In a later period opal-rich concretions (opalite) were formed, either in the still soft volcanic ash or between the old limestone horizon and the soft ash. This eventful history finally led to the interestingly patterned rock, which is composed of different quartz modifications (opalite, jasper, agate, flint), fluorite and manganese ores.

Conclusion

From a mineralogical point of view, rocks that are called "Fluorite-Opal" should be an opaline rock ("Opalite"), impregnated with fluorite. However, due to the brittleness of opal and fluorite, this material couldn't be processed as a tumbled stone. When we examined some tumbled samples of the socalled "Fluorite Opal", we found a mix of Jasper and finely crystallized quartz impregnated with fluorite. The high concentration of Jasper makes the material less brittle and harder than Opalith. In this composition it is suitable for the manufacturing of tumbled stones. For these stones the name "Fluorite Opal" is misleading, as the main part of this rock is jasper and not fluorite nor opal.

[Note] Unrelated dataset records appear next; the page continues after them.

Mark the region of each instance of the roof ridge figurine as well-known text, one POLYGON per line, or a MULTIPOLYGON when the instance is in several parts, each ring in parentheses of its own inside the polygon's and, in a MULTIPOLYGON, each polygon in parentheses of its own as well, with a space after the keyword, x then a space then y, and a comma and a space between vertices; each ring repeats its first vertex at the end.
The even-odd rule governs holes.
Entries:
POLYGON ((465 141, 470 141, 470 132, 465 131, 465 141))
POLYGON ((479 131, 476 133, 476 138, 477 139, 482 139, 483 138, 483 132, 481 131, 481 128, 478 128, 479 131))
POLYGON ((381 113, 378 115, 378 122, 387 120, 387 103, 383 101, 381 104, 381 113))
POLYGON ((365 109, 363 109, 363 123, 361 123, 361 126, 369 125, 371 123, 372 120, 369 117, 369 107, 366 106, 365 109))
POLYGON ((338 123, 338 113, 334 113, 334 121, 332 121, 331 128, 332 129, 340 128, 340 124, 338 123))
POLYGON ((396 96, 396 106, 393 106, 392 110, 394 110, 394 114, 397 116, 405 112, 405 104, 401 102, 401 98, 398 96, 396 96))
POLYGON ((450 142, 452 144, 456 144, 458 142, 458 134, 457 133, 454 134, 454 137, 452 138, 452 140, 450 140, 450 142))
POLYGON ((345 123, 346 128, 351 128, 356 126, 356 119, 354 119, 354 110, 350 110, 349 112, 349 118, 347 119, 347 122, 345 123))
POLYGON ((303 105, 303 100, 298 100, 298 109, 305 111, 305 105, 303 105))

Fluorite-opal-jasper, as shown in the picture above, consists of purple areas of fluorite and brown areas of manganese oxides finely dispersed in beige jasper. Opal occurs in fissures or as an impregnation in very small amounts only.

Opaque, beige, tumbled stones with few or no purple parts consist solely of Jasper. Therefore they should be called "Jasper" and not "Fluorite Opal".